© W. W. Jacobs
(William Wymark Jacobs)
1863-1943 «Reino Unido»
Afuera la noche estaba fría y
húmeda, pero en la salita de Laburnum Villa las persianas estaban cerradas y el
fuego ardía con intensidad. Padre e hijo jugaban al ajedrez; el primero, quien
poseía sobre el juego ideas que implicaban cambios radicales, colocaba su rey
en peligros tan intensos e innecesarios, que inclusive provocaban comentarios
de la anciana canosa que tejía con placidez junto al fuego.

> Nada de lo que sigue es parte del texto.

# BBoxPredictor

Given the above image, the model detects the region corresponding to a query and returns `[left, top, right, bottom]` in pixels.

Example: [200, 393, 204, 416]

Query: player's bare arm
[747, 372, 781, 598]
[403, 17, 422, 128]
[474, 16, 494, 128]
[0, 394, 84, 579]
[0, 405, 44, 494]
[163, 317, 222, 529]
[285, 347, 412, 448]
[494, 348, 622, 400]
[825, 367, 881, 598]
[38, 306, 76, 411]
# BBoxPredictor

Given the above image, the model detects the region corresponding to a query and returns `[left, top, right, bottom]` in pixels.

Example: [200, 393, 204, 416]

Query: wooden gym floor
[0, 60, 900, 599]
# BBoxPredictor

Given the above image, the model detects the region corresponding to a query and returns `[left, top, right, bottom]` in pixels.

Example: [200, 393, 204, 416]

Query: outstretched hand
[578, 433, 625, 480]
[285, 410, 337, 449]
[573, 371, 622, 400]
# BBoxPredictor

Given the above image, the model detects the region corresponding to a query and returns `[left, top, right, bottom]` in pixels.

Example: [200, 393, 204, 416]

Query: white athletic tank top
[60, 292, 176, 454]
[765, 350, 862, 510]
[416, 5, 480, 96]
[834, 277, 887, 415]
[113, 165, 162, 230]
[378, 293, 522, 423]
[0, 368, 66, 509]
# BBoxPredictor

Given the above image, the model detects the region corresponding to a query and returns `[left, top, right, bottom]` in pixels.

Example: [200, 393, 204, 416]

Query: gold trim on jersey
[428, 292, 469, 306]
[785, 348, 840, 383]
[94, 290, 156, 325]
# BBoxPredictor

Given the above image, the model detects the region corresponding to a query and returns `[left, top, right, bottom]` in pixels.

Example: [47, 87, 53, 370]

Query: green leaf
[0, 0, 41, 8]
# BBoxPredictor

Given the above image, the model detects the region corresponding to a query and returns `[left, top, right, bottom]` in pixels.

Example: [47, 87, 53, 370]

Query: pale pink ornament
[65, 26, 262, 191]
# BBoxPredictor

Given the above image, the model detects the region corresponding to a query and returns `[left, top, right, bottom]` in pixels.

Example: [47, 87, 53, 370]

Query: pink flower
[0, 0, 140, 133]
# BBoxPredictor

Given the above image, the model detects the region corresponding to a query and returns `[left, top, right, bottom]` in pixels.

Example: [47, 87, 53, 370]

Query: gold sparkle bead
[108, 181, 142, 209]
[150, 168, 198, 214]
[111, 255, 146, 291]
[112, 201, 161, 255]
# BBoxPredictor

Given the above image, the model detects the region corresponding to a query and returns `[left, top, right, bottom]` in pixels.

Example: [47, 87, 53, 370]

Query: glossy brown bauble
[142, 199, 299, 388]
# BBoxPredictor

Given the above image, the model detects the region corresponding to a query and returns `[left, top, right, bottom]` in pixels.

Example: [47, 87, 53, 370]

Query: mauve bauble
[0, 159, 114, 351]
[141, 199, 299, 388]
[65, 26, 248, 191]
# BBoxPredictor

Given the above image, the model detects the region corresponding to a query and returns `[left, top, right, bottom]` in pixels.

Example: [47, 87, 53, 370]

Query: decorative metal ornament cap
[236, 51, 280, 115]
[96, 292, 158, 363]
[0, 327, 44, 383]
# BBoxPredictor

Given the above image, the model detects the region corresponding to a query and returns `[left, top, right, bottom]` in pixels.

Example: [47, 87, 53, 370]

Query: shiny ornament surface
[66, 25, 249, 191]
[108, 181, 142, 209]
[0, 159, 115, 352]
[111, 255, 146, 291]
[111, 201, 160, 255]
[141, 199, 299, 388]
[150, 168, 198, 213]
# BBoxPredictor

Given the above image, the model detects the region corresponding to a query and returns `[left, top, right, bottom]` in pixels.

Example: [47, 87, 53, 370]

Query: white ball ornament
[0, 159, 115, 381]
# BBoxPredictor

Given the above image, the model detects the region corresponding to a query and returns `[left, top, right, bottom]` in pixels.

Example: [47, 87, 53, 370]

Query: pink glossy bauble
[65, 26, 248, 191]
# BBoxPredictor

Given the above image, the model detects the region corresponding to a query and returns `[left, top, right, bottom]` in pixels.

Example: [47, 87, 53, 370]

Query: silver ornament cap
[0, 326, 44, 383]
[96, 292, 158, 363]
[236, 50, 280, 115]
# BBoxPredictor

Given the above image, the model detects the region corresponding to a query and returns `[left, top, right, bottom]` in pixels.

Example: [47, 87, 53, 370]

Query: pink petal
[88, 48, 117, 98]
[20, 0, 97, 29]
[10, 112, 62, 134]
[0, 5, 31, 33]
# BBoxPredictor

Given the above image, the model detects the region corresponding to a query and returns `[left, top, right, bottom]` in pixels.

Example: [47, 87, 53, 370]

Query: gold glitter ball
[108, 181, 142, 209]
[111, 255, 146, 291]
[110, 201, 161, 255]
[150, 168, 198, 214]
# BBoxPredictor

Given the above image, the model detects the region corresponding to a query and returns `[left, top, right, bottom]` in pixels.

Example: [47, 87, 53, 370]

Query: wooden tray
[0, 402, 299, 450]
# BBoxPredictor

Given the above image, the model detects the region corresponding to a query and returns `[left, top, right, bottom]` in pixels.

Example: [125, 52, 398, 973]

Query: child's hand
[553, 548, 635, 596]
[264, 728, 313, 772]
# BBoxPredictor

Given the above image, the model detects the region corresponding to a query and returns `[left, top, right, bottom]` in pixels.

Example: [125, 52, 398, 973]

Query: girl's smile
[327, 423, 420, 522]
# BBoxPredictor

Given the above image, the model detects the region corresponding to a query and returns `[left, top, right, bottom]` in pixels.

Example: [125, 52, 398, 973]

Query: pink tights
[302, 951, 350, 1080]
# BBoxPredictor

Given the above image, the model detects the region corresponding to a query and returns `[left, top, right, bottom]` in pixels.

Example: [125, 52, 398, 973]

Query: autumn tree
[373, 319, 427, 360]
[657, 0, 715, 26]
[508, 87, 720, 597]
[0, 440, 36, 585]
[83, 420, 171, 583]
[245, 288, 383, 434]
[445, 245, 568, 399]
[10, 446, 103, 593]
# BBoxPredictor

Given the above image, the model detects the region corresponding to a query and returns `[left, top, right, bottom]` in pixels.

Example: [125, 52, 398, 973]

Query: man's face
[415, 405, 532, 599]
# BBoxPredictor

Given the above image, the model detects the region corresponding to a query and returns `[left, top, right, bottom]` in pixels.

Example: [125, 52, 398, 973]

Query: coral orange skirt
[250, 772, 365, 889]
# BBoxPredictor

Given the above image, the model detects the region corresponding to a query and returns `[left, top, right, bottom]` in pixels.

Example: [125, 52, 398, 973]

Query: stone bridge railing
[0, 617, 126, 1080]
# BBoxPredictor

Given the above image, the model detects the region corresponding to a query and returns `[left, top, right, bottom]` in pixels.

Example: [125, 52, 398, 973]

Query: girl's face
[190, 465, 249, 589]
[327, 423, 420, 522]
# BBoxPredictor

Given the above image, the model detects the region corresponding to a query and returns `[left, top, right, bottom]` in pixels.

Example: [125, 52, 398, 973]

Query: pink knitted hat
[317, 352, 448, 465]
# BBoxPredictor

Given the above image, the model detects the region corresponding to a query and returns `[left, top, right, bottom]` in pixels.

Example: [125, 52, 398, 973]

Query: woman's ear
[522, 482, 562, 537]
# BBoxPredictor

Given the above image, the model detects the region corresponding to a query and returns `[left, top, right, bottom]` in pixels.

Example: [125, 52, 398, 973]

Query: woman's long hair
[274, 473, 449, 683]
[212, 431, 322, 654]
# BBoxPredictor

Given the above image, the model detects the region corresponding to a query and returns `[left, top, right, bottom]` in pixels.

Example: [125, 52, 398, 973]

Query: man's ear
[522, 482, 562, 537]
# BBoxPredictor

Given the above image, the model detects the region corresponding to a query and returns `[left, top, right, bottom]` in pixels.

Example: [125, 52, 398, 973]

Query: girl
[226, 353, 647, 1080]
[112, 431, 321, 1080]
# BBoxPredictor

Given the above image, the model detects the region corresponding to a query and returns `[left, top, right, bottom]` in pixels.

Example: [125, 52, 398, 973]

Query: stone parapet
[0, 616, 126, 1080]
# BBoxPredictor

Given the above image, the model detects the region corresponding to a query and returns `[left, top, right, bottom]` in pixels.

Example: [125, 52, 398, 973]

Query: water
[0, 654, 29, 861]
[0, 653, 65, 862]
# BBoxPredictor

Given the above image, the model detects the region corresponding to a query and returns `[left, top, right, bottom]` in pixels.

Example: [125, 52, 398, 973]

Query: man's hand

—Escucha el viento —dijo el señor
White, quien al ver un error fatal cuando ya era demasiado tarde, experimentó
el afable deseo de impedir que su hijo lo viese a su vez.
—Lo escucho —dijo éste, examinando
con expresión hosca el tablero, mientras extendía la mano—. Jaque.
—No creo que venga esta noche
—dijo su padre, con la mano sobre el tablero.
—Mate —replicó su hijo.
—Esto es lo peor de vivir tan
lejos —bramó el señor White, con repentina e inesperada violencia—. Este es el
peor de todos los malditos, fangosos lugares perdidos de la mano de Dios. El
sendero es un pantano, y el camino un torrente. No sé en qué piensa la gente.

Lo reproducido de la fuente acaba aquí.